Biologic evidence: plausibility
What could be the mechanisms behind HCV arthritis and is there any evidence to support them? Olivieri and coworkers  proposed three potential mechanisms for the occurrence of HCV-associated arthritis: (1) direct synovial tissue invasion by HCV, (2) autoimmune synovial response to HCV, and, (3) immune complex deposition/mixed cryoglobulinemia. They suggest these factors may not be mutually exclusive but rather act synergis-tically to the overall effect of arthritic syndromes observed in HCV. Regarding viral tissue invasion, the limited data available show that HCV-RNA has been detected, but only in few of the evaluated patients, and only in synovial fluid but not in synovial membrane [33,34]. It is not clear whether this represents free virus, infected tissue, or infected lymphocytes in transit in the affected joint. Serum autoantibodies have been reported extensively in chronic HCV infection [13,35-38]. The HCV core antigen is known to carry domains that mimic self-antigens , a fact that could explain the high prevalence of autoantibodies in chronic HCV infection. It is unknown, however, whether these autoantibodies play any role in the pathogenesis of HCV arthritis. The syndrome with the strongest link to chronic HCV infection is mixed cryoglobulinemia [9,40]. Cryoglobulins are more likely to cause poly-arthralgias than frank arthritis , however, and as common as cryoglobulins are in HCV infection they cannot explain the pathogenesis of most cases because patients who have HCV arthritis usually do not have serum cryo-globulins. The literature to support cryoglobulin deposition in the synovium is scant and aspirated joint fluid from patients who have arthralgias or arthritis and cryoglobulinemia is typically inflammatory and sterile .
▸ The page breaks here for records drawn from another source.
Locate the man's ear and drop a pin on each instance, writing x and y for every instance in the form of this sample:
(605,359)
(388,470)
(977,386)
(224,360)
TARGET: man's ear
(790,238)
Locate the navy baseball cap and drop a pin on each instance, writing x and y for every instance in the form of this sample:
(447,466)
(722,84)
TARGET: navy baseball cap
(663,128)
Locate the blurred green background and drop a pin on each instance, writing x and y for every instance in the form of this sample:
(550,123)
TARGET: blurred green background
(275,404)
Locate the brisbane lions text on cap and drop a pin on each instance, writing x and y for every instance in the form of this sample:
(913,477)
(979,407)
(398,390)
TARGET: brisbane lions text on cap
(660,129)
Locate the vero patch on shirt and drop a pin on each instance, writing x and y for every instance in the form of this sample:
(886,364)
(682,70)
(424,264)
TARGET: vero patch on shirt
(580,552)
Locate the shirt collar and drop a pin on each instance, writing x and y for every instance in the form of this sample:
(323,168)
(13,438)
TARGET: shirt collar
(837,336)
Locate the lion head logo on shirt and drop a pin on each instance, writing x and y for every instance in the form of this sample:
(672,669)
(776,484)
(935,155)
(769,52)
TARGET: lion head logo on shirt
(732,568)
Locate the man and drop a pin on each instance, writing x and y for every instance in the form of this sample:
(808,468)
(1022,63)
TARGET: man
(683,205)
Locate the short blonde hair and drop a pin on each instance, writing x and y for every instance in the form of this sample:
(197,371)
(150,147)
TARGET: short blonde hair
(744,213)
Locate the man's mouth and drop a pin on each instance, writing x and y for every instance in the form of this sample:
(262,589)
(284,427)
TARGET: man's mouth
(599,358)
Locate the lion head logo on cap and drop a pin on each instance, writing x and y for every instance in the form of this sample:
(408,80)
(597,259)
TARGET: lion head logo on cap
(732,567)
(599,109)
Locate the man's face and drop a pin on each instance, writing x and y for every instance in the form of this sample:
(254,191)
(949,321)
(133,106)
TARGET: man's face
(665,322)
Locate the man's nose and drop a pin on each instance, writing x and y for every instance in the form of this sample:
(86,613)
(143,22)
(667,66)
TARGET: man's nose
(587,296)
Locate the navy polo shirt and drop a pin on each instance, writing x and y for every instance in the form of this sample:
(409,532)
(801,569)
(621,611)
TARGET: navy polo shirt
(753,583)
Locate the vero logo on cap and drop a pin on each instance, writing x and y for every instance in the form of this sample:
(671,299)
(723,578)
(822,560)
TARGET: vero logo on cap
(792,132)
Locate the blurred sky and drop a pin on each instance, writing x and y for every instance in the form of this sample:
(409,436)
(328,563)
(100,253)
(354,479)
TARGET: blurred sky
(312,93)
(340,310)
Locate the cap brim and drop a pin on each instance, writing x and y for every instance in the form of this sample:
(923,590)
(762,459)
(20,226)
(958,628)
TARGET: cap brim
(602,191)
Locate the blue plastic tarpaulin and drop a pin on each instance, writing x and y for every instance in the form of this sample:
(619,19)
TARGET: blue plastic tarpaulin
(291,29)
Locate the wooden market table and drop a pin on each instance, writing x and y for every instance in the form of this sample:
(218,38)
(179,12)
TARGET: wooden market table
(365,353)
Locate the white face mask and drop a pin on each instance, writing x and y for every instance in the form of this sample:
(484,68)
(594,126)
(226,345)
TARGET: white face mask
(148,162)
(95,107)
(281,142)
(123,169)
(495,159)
Extrahepatic symptoms during chronic HCV infection are common and varied. Arthritis can be seen either as part of autoimmune processes (eg, associated with cryoglobulinemia) or independently. Whether there is a type of arthritis particular to HCV is not clear from epidemiologic studies but, in our judgment, is best suggested by description of a syndrome similar to rheumatoid arthritis but less aggressive that can be differentiated by sero-logic markers. Whether the manifestation is specifically attributable to HCV infection or rather is the nonspecific result of a chronic inflammatory process is not clear at all. Better designed studies are needed. In particular there is a need for large, collaborative, prospective studies, with standardized definitions and appropriately matched controls, that look at the frequency and type of arthritic complaints among patients who have HCV infection.